O retardatário

O ponteiro grande no relógio de parede estava lentamente se aproximando de 12; quase 18 h, hora de fechar a loja. Olhei para Madge, que abrira a gaveta da registradora e preparava-se para fechar o caixa. Ela me devolveu o olhar.

- Faltam dois minutos - lembrou.

Voltamos nossa atenção para a porta envidraçada; e, como se houvesse sido conjurado pelo nosso olhar, um homem surgiu por trás dela e a empurrou ligeiramente, fazendo soar a sineta. Madge e eu suspiramos, em uníssono. Ultimamente, aquilo vinha acontecendo mais do que gostaríamos.

- Posso entrar? - Indagou o estranho, um homem alto, de meia idade, terno bem cortado. Ficou ali parado com a mão na maçaneta, um sorriso franco no rosto.

Madge olhou para mim; olhei para o relógio na parede: faltava um minuto para terminar o expediente.

- Seja bem-vindo, senhor - saudei-o num tom protocolar.

- Muitíssimo grato - redarguiu o cliente, entrando finalmente e aproximando-se do balcão atrás do qual eu estava.

- Só preciso de um item - prometeu ele, mãos espalmadas sobre o balcão. - Um daqueles espelhos côncavos, com pedestal, que as mulheres usam em maquiagem.

- Sim, temos alguns modelos - repliquei, apontando para a seção de acessórios de beleza, no fundo da loja. - Naquela estante, junto da parede.

- Grato - disse ele, encaminhando-se para lá. Havia acabado de curvar-se para examinar as opções, quando a sineta da porta soou novamente. E só então, eu e Madge nos lembramos de que ainda não havíamos pendurado o aviso de "fechado" na maçaneta.

Era um rapaz de cerca de 20 e poucos anos, vestido com jaqueta e calças jeans, uma camiseta com a arte de uma banda de heavy metal. Olhou para mim e Madge por sobre os óculos escuros - algo estranho, já que o crepúsculo havia caído sobre a cidade.

- Estamos fechados, senhor - alertei.

- Não vi nenhuma placa na porta avisando - retrucou em tom insolente.

- Já íamos colocar - Madge manifestou-se, lá do seu cubículo.

O recém-chegado olhou ao redor e seus olhos se detiveram no primeiro cliente, que acabara de se erguer por detrás da estante da seção de acessórios, uma embalagem de espelho na mão esquerda. Ambos trocaram um olhar, que não me pareceu nada amistoso.

- Vocês não estão atendendo esse outro cliente? - Questionou o recém-chegado, erguendo a voz. - Então podem me atender também!

- Ele chegou antes das 18 h - informou Madge, erguendo-se da cadeira do caixa.

- Creio que você já ouviu as garotas - o primeiro cliente veio caminhando vagarosamente em direção ao balcão. - Não vão atender mais ninguém hoje.

- E é você quem decide isso? - Questionou o recém-chegado, com desprezo.

O primeiro cliente não disse nada; apenas aproximou-se do rapaz, e segurando-o pela jaqueta com a mão livre, ergueu-o a meio metro do solo, como se fosse feito de papelão.
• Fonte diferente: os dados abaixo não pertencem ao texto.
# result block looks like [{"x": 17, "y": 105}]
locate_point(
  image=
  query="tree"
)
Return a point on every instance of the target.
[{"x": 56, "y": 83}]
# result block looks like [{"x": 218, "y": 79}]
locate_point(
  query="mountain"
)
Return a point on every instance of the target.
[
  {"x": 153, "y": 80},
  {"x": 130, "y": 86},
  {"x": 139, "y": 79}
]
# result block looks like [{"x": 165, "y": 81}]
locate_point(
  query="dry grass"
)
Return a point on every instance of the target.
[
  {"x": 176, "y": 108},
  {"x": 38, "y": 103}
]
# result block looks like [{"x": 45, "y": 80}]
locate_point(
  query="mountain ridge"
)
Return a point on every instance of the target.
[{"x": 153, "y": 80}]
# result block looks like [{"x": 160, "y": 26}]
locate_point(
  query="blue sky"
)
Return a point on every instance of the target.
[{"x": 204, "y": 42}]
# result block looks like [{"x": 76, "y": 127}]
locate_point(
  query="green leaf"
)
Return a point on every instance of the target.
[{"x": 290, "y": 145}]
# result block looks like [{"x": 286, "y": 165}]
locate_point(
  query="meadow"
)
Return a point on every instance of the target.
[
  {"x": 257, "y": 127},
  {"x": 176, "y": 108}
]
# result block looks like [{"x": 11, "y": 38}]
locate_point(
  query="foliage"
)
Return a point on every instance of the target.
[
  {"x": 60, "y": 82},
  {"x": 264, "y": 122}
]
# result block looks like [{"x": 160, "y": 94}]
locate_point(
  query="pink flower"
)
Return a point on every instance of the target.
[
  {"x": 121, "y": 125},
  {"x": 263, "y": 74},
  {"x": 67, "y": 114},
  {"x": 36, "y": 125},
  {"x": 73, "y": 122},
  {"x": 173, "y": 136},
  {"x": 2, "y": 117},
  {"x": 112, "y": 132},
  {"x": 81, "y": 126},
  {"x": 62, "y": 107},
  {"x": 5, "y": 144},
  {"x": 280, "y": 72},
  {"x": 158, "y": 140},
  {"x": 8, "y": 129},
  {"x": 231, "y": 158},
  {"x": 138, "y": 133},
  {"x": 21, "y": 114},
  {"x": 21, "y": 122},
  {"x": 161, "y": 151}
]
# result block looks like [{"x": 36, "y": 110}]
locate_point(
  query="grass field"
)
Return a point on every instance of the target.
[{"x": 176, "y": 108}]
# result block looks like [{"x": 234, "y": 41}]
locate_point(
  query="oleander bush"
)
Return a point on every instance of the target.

- Você duvida? - Indagou, calmamente.

- Me põe no chão! - Gritou o rapaz esperneando.

O homem soltou-o e ele veio ao chão, apoiando-se nas mãos para não se ferir. Ergueu-se, lançou um olhar furioso para nosso cliente e saiu correndo da loja.

- As intenções dele não eram nada boas - advertiu-nos o cliente. - Se o virem novamente, melhor chamar a polícia.

Eu e Madge apenas balançamos as cabeças, assustadas demais para dizer qualquer coisa. O homem colocou a caixa do espelho no balcão e eu a repassei para Madge. Ele pagou o valor exato, e em dinheiro. Recebeu a compra numa sacola e desejou-nos boa noite ao sair.

- É melhor colocarem aquela placa agora - sugeriu, antes de passar pela porta.

Madge e eu sacudimos novamente as cabeças. Quando ele saiu para a noite lá fora, corri para a porta e coloquei a placa de "fechado", além de dar duas voltas de chave na fechadura. Respirei fundo.

- O que foi aquilo? - Indaguei, olhando para Madge.

- Não se fazem mais cavalheiros como esse hoje em dia - comentou com ar sonhador. - Só tem uma coisa que não entendi...

- O que seria? - Inquiri, aproximando-me do cubículo do caixa.

- Para quê um vampiro iria querer um espelho côncavo? - Replicou, testa franzida.